When Israel and the United States attacked Iran in June 2025, the Gulf states emerged from the 12-day war unscathed. Iranians he shot at the US air base at Al Udeid, about 25 miles west of Doha, but caused little damage. Still, Saudi Arabia, the UAE, and Qatar seemed to understand Iran’s capabilities and intentions better than Trump. When it became clear that another round of war was imminent, the leaders of the Gulf Cooperation Council (GCC) countries made it clear to Iran that they were not partners in anything the Americans and Israelis were doing.
It doesn’t matter. In the intervening months between the June 2025 war and Operation Epic Fury and Thundering Lion, the Iranians developed a plan-beat their neighbors and threatening the world’s energy supply. Over the past five weeks, a war has taken place come home to the Gulf: The Emirates have been beaten more times than Israel, with the Iranians training their fire on the UAE’s energy infrastructure and technology sector; The Islamic Revolutionary Guard Corps has attacked Bahrain’s energy and data centers; Kuwait’s oil facilities have been successful; Qatar is important Ras Laffan the packaging is badly damaged; and Saudi Arabian pipelines and refineries have been regular targets for Iran. In total, the Iranians have fired thousands of missiles and drones at the GCC states.
Ceasefire terms with Iran 10-points The peace deal—where the administration claims to be negotiating—doesn’t bode well for the Gulf states. In a social media post by Iran’s Foreign Minister announcing the cease-fire agreement, one line stuck out: “(S)ecure passage through the Strait of Hormuz will be possible through coordination with the Iranian Armed Forces and taking into account technical limitations.”
Despite Trump’s complaints that Tehran conceded freedom of navigation, it does not appear that Iran’s leaders will easily relinquish their newfound power over the waterway. The second of Iran’s 10 points calls for Iran to maintain control of the sea. A tax the system, which Trump seems open to exploring, would benefit the Iranian government financially, making matters worse for the Gulf states.
Before the war began on February 28, Iran’s control or partial control of the strait was hypothetical and war casualties. Now, that control is there. If Tehran succeeds in formalizing its position, the Gulf states will either rely on Iran’s goodwill or be forced to hand over cash (or bitcoin) to the country that has repeatedly fired missiles and drones there for five weeks.
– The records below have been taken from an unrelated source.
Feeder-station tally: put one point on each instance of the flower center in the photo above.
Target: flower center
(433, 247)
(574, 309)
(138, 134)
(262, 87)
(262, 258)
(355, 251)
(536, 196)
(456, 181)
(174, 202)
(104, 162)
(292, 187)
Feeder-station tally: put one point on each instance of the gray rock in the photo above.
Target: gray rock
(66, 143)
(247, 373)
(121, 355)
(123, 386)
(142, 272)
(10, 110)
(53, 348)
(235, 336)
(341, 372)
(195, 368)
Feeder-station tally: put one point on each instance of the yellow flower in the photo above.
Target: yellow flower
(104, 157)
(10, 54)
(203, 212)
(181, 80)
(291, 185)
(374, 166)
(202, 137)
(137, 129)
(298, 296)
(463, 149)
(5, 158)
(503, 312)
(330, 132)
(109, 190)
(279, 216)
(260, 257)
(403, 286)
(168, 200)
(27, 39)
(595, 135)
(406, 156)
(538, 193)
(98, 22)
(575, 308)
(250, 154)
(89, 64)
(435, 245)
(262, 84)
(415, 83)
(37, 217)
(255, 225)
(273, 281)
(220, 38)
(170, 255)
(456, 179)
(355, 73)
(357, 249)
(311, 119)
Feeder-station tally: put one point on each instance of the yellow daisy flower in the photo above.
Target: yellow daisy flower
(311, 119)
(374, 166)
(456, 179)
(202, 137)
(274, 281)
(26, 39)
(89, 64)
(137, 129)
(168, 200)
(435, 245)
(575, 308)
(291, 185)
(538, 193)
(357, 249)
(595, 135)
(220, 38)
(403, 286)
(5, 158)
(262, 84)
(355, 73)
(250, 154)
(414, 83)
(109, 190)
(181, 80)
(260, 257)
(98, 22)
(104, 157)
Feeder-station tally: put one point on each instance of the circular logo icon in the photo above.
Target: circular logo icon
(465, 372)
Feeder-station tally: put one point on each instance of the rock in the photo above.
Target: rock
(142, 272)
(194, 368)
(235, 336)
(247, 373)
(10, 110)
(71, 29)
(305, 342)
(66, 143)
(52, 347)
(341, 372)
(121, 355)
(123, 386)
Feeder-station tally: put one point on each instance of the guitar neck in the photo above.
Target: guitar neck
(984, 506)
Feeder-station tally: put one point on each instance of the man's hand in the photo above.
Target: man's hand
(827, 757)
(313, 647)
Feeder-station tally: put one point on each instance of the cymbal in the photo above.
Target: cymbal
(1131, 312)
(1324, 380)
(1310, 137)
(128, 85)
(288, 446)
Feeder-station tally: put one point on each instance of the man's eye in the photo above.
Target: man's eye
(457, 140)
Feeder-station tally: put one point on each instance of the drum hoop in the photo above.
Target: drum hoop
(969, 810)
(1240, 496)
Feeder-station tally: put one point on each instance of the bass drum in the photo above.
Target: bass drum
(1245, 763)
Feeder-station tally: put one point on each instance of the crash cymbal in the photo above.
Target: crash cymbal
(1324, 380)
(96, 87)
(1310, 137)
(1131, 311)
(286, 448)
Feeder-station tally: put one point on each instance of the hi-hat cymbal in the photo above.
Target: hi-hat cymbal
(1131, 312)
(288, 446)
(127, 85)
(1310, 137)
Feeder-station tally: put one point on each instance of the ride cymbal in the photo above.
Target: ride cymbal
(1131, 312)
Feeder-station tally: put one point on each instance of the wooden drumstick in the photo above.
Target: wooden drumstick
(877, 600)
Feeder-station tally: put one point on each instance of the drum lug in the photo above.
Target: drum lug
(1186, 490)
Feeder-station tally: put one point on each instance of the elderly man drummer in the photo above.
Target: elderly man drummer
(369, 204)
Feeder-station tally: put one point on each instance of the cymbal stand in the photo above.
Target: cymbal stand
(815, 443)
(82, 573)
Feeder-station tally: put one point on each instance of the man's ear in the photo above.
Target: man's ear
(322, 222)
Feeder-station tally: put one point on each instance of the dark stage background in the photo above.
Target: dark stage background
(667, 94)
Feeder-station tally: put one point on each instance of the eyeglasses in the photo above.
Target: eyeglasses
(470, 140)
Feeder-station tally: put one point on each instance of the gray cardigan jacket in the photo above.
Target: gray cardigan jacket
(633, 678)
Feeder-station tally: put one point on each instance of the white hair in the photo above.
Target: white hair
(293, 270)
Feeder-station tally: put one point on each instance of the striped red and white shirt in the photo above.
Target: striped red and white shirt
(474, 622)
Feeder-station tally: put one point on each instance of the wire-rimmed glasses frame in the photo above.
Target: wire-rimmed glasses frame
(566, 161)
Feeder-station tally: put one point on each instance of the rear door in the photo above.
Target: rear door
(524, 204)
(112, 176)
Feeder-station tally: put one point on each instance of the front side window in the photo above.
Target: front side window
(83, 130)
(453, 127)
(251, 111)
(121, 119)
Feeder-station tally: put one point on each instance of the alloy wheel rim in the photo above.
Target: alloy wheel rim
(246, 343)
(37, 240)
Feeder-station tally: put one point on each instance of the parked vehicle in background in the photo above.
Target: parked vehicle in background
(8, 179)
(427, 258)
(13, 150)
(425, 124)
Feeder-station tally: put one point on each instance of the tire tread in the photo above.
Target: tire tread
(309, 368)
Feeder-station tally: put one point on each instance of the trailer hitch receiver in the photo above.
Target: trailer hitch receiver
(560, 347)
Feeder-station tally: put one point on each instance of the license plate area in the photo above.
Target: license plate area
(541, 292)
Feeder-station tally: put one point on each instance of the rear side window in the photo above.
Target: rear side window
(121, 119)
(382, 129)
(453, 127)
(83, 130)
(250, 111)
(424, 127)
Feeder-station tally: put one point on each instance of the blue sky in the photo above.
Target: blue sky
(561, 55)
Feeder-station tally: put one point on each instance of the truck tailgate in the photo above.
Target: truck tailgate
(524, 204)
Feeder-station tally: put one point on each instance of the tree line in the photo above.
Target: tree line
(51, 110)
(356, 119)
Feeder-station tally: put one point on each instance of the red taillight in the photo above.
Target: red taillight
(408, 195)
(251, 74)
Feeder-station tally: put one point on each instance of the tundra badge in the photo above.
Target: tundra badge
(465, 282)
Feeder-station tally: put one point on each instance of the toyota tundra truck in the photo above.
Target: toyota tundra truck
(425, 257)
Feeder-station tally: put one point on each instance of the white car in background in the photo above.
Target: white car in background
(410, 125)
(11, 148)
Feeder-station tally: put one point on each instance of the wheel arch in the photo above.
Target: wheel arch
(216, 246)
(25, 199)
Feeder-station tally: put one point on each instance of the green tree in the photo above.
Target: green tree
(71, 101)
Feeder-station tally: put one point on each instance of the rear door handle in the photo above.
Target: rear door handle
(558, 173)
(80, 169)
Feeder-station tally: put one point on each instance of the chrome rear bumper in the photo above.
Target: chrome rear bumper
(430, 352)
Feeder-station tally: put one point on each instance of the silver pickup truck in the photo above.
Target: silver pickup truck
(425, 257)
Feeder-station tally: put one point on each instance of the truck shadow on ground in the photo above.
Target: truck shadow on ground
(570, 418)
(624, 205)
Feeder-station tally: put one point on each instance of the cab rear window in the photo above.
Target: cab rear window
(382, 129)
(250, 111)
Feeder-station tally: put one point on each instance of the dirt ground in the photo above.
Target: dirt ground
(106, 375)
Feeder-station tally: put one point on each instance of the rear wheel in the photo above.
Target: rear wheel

Needless to say, Iran’s neighbors on the western side of the Gulf will remain vulnerable to its missiles and drones. Even after the ceasefire was declared, the Iranians continued to fire (apparently because the Israelis continue to bomb Lebanon). This threat explains why some leaders in the Gulf advised Trump to end the job. He didn’t, and as a result, the narrative about the Gulf being a good place to do business and invest has suffered.
So what now?
Cease-fires are difficult, so there is always the possibility that the United States will return to heavy fighting and weaken Iran’s position, which could solve the problems that the Gulf states are now facing. But that seems unlikely. Trump seems intent on perpetuating the lie that regime change has occurred in Tehran and that the country’s new leaders can be reformed to compromise.
That leaves leaders in Riyadh, Abu Dhabi, and Doha with little choice but to deviate from their development plans and devote resources to hardening their cities and buying even more defense equipment. They may even side with Beijing a bit as they did in the 2010s, when the Americans announced that they were leaving the Middle East for Asia. The Gulf countries relied on economic relations with China, welcomed Chinese leaders to the region with great enthusiasm, and explored obtaining arms from Beijing.
Whatever they do, it will take a long time for the Gulf states to recover from US negligence.